Minnesota Statutes 2017 Supplement, section 626.556, subdivision 2, is amended
to read:


Subd. 2.

Definitions.

As used in this section, the following terms have the meanings
given them unless the specific content indicates otherwise:

(a) "Accidental" means a sudden, not reasonably foreseeable, and unexpected occurrence
or event which:

(1) is not likely to occur and could not have been prevented by exercise of due care; and

(2) if occurring while a child is receiving services from a facility, happens when the
facility and the employee or person providing services in the facility are in compliance with
the laws and rules relevant to the occurrence or event.
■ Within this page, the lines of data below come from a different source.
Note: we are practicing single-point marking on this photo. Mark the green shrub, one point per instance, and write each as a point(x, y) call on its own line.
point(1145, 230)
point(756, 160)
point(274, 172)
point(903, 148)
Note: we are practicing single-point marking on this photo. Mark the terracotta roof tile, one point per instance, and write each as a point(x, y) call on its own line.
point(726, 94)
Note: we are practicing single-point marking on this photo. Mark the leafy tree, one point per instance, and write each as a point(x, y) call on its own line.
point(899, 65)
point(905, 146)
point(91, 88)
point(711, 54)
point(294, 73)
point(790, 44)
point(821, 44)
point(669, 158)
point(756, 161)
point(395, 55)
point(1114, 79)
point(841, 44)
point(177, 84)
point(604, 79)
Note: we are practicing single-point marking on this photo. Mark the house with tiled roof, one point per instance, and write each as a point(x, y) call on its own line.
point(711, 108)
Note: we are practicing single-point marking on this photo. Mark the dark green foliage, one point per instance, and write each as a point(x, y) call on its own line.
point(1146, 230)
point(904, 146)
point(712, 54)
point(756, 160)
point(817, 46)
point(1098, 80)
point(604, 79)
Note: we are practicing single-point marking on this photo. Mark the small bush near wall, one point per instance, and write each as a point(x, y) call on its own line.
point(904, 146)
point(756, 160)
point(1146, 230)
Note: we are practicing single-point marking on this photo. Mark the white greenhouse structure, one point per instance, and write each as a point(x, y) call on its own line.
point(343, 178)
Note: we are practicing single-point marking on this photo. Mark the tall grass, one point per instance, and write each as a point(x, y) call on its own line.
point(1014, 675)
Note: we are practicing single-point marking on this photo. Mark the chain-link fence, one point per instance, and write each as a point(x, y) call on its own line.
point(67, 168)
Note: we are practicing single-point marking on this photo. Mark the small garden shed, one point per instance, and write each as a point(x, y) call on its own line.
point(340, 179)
(b) "Commissioner" means the commissioner of human services.

(c) "Facility" means:

(1) a licensed or unlicensed day care facility, certified license-exempt child care center,
residential facility, agency, hospital, sanitarium, or other facility or institution required to
be licensed under sections 144.50 to 144.58, 241.021, or 245A.01 to 245A.16, or chapter
144H, 245D, or 245H;

(2) a school as defined in section 120A.05, subdivisions 9, 11, and 13; and chapter 124E;
or

(3) a nonlicensed personal care provider organization as defined in section 256B.0625,
subdivision 19a
.

(d) "Family assessment" means a comprehensive assessment of child safety, risk of
subsequent child maltreatment, and family strengths and needs that is applied to a child
maltreatment report that does not allege sexual abuse or substantial child endangerment.
Family assessment does not include a determination as to whether child maltreatment
occurred but does determine the need for services to address the safety of family members
and the risk of subsequent maltreatment.

(e) "Investigation" means fact gathering related to the current safety of a child and the
risk of subsequent maltreatment that determines whether child maltreatment occurred and
whether child protective services are needed. An investigation must be used when reports
involve sexual abuse or substantial child endangerment, and for reports of maltreatment in
facilities required to be licensed or certified under chapter 245A, 245D, or 245H; under
sections 144.50 to 144.58 and 241.021; in a school as defined in section 120A.05,
subdivisions 9
, 11, and 13, and chapter 124E; or in a nonlicensed personal care provider
association as defined in section 256B.0625, subdivision 19a.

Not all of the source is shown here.